Many providers would say that meaningful use has actually been a hindrance to the process of using health IT to develop a true ecosystem of patient engagement and care coordination, and some vendors are inclined to believe that they should be allowed to handle the issue on their own.
“[Interoperability] is a problem that has to be solved by industry, not by government regulation,” Burke said. “In the absence of industry coming together to solve this challenge, we will get government intervention, but I don’t think that’s proven to be the best avenue to solve problems on the industry side, no matter how well intentioned it is.”
Van Terheyden agrees. “Regulatory programs have a tendency to suck all the oxygen out of other innovation, because people follow the money,” he said. “We can’t help it – we have to align with the incentives. Meaningful use is a good example of that. I think it has done great things, but it has sucked all the energy out of other activities that may have been able to have a similarly positive impact.”
Meaningful use looks like it’s here to stay, at least for the moment, but EHR vendors still have a responsibility to equip providers with the weapons they need to fight their way through the twisted brambles of payment reform, changing patient expectations, and the pitfalls of losing their time and their passion for their profession to unusable EHRs and overwhelming interfaces.
“As vendors, we need to provide solutions that are easier to use,” Burke admits. “We need to utilize standards. We need to accomplish the things we keep saying we’re going to do.”

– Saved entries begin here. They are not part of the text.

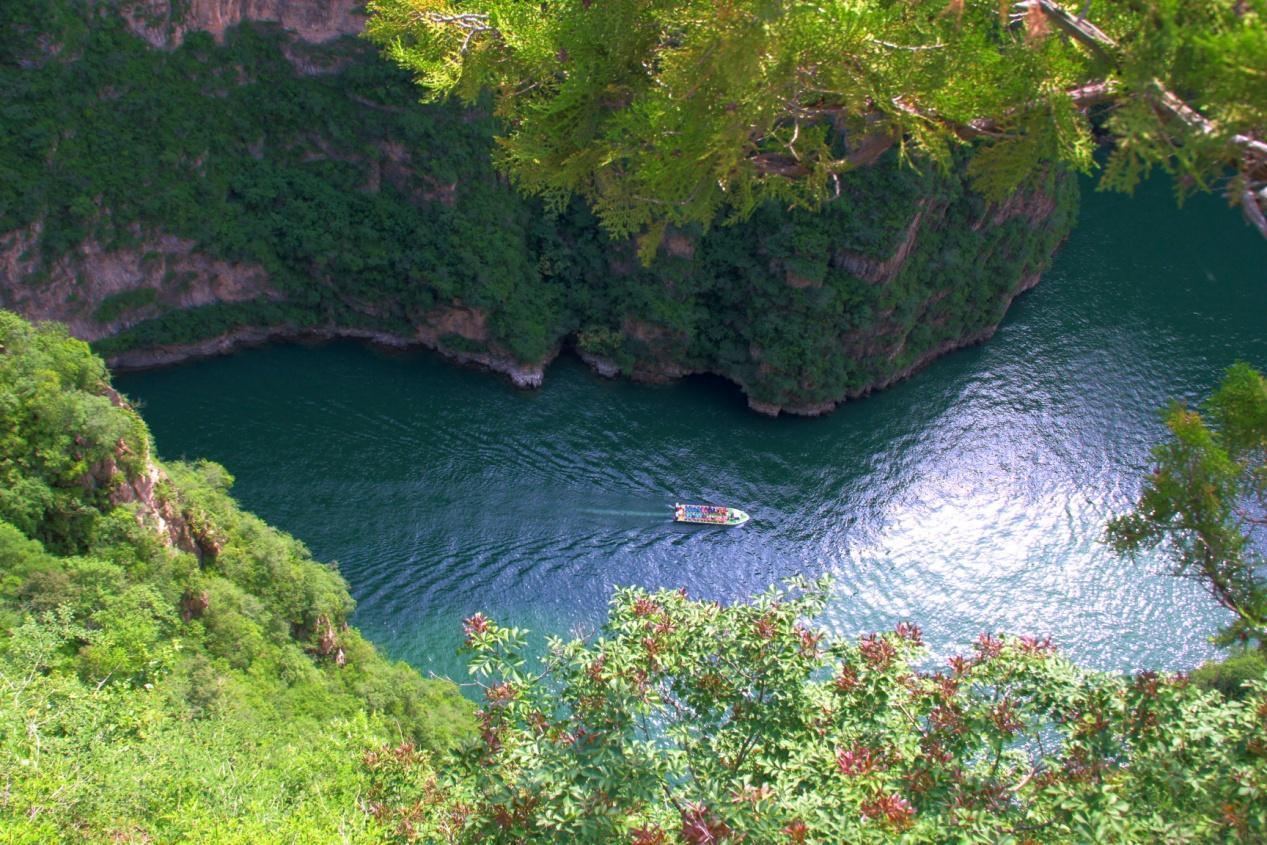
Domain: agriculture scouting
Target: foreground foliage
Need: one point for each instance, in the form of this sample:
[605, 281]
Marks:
[689, 722]
[171, 668]
[368, 210]
[668, 112]
[1206, 499]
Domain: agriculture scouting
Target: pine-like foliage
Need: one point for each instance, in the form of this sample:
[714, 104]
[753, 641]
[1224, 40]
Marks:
[667, 112]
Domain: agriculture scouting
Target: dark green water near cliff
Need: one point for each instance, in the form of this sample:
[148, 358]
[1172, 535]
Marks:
[968, 498]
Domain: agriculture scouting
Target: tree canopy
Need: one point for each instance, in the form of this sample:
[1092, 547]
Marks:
[675, 112]
[1206, 499]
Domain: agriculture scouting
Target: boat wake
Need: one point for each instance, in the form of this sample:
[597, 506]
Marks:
[612, 512]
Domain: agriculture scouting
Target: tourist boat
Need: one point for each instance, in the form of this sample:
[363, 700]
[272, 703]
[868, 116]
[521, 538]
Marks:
[708, 514]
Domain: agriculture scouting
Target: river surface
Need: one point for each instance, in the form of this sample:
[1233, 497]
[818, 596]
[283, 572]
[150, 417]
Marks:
[968, 498]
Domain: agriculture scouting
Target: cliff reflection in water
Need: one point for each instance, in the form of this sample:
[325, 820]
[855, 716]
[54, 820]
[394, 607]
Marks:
[967, 498]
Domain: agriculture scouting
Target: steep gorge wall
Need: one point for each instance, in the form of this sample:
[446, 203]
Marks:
[165, 23]
[276, 188]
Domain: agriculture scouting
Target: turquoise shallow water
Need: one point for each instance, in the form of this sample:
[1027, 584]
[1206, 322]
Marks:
[968, 498]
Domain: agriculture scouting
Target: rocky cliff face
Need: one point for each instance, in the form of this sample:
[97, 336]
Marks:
[165, 23]
[290, 189]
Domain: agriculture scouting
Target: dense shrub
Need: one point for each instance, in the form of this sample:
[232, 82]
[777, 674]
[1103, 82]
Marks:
[171, 668]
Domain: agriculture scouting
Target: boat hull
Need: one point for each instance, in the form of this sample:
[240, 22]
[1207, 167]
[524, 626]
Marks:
[706, 514]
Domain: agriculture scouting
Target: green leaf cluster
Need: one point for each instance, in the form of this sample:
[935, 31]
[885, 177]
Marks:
[1206, 499]
[686, 721]
[171, 668]
[670, 113]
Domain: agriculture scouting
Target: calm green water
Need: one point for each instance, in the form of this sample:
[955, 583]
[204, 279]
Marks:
[968, 498]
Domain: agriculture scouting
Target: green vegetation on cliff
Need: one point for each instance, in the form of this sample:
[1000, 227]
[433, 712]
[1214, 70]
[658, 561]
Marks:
[171, 668]
[683, 721]
[369, 210]
[678, 112]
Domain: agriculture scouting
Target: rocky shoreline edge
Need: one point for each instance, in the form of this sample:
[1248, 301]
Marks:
[526, 376]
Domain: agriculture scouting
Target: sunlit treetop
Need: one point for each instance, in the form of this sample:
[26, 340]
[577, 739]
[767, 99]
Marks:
[674, 112]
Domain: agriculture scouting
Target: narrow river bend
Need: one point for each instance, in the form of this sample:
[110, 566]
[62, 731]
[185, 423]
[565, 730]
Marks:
[968, 498]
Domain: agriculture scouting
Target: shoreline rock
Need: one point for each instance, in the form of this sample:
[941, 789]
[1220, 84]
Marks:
[526, 376]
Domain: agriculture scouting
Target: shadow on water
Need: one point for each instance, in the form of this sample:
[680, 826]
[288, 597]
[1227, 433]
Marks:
[971, 497]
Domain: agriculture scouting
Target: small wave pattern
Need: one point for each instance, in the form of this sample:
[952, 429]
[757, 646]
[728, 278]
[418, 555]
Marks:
[969, 498]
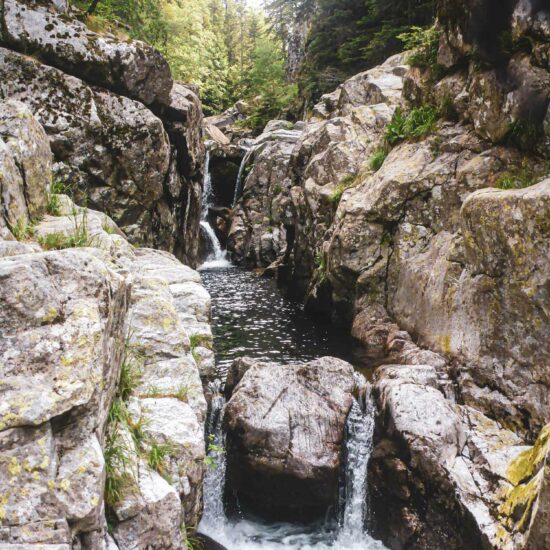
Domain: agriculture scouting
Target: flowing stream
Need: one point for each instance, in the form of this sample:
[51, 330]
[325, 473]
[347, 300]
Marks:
[251, 317]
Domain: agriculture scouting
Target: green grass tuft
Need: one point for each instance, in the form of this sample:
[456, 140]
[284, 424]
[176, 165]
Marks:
[377, 159]
[417, 124]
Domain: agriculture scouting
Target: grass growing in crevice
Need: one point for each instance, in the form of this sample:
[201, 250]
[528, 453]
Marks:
[344, 184]
[377, 158]
[416, 124]
[79, 238]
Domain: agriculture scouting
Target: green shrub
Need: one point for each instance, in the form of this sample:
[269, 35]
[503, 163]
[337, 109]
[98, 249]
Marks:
[447, 109]
[377, 159]
[524, 134]
[424, 44]
[415, 125]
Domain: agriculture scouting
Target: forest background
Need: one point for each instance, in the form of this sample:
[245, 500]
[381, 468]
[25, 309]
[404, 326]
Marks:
[280, 57]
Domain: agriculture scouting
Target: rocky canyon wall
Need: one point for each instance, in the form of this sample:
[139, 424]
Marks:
[103, 340]
[434, 251]
[126, 139]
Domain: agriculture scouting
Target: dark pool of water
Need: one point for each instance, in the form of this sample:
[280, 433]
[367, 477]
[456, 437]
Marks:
[252, 317]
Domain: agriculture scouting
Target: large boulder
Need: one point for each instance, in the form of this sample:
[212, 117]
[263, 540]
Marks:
[285, 430]
[257, 236]
[131, 68]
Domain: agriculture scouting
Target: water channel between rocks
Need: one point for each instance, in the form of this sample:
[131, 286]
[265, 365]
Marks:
[252, 318]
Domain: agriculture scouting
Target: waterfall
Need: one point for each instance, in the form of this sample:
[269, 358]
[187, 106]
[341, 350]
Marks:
[355, 506]
[213, 520]
[240, 177]
[253, 535]
[217, 256]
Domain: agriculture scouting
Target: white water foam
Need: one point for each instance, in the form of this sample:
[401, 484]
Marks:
[250, 534]
[217, 257]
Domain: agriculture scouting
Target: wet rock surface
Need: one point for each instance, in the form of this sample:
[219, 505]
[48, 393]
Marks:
[285, 430]
[82, 314]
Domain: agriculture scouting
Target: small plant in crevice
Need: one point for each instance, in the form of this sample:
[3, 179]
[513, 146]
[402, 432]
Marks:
[447, 109]
[424, 45]
[418, 123]
[377, 158]
[157, 456]
[320, 266]
[524, 134]
[22, 229]
[77, 239]
[344, 184]
[517, 178]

“We are the only industry that puts the rock stars at the keyboard,” he said. “If you think about almost every other industry, it’s the lowest level associates who are typically at the keyboard. And even these very highly educated people in our industry are having problems. We need to make these systems intuitive and pay attention to usability.”
Sprinting through the marathon of healthcare reform
As vendors and rule makers pursue their complementary paths towards interoperability, providers have their own treacherous roads to tread. The “silver tsunami” of aging patients will put even more pressure on a healthcare organization’s ability to provide complex and robust population health management services, while the growing appetite of the younger generations for simple, convenient, smartphone-friendly support will force providers to make electronic communication methods a top priority.
“We are the only industry that puts the rock stars at the keyboard. And even these very highly educated people in our industry are having problems.”
With these competing demands weighing heavily on the typical provider, they may have few options other than to buckle down to optimizing their existing health IT infrastructure – or investing in the new technologies that will position them for success in the Internet of Things era.
Either way, patient engagement and patient-generated health data are only going to become more central to the practice of medicine, and it is up to each individual provider to decide whether the shift into 21st century technology is going to be woeful or wonderful.
“The reality is that we are all going to be running flat out from now on,” Burke said simply. “The care and feeding and innovation of these systems is going to push us all to the brink. It’s incumbent upon us to incorporate all these elements from the IoT in an appropriate, usable fashion for clinicians who are continually under pressure to do more and more.”
“So we have to figure out ways to capture that data in a meaningful manner so that our healthcare providers can produce the highest quality outcomes at the lowest costs. It’s a marathon, but it’s a marathon we’re going to have to sprint through.”